COLUMN - Iran sanctions and wishful thinking: Bernd Debusmann
By Bernd Debusmann
WASHINGTON (Reuters) - So what's so difficult in getting Iran to drop its nuclear programme? All it needs is a great American leader who uses sanctions to break the Iranian economy so badly that popular discontent sweeps away the leadership. It is replaced without a shot being fired.
That simplistic solution to one of the most complex problems of the Middle East was part of a keynote speech greeted with thunderous applause by 6,000 delegates to the annual policy conference of the American Israel Public Affairs Committee (AIPAC). The speaker: Newt Gingrich, a former speaker of the U.S. House of Representatives and a likely Republican presidential candidate in 2012.
In the fourth month of the administration of President Barack Obama, who favours talking to America's adversaries rather than ousting them, the Gingrich prescription sounded like a throwback to the days when neo-conservatives predicted that the U.S. troops invading Iraq would be pelted with flowers and sweets. Wishful thinking at its finest.
But in panel discussions and forums at AIPAC, one of the most powerful lobby groups in the United States, the idea of sharply tightened sanctions had plenty of proponents. The preferred lever: cutting off gasoline supplies to Iran, which relies on imports for around 40% of its domestic consumption.
On the final day of the conference this week, several thousand AIPAC activists converged on Congress to press their representatives for passage of pending legislation to sanction companies that sell, ship, finance or insure gasoline exports to Iran. Firms that continued dealing with Iran would be banned from doing business with the U.S.

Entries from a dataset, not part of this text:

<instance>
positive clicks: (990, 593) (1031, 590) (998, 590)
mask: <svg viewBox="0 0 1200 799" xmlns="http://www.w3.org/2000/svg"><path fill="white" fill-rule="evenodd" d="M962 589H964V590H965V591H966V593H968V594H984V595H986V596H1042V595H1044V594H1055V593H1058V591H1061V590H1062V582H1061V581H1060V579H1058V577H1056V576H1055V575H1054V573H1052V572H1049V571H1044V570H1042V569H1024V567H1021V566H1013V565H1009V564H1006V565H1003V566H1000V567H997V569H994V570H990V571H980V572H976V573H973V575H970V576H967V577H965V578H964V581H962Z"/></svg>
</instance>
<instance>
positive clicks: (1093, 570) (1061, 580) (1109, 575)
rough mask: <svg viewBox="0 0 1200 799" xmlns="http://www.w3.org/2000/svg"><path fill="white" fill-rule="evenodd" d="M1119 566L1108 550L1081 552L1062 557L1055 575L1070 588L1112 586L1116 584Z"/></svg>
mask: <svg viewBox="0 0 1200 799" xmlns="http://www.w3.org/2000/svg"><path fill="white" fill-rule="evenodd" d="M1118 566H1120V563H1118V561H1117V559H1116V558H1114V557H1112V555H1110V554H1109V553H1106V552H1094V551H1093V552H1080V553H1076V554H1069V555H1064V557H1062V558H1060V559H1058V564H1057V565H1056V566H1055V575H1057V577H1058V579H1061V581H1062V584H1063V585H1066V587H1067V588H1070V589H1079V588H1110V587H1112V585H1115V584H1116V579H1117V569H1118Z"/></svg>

Would an additional layer to a stack of sanctions imposed since 1995 get the Iranians to drop what the West insists is work towards a nuclear bomb? There is no reason to believe it would. There is every reason to believe more sanctions would inflict hardship on the Iranian people.
"With all the economic pain sanctions have imposed on the Iranian economy, there has not been a single instance in which that pain has translated into a desirable change in the Iranian government's policies," Trita Parsi, the president of the Washington-based National Iranian American Council, told a congressional hearing last month. "The Iranian people have suffered the brunt of the economic pressures."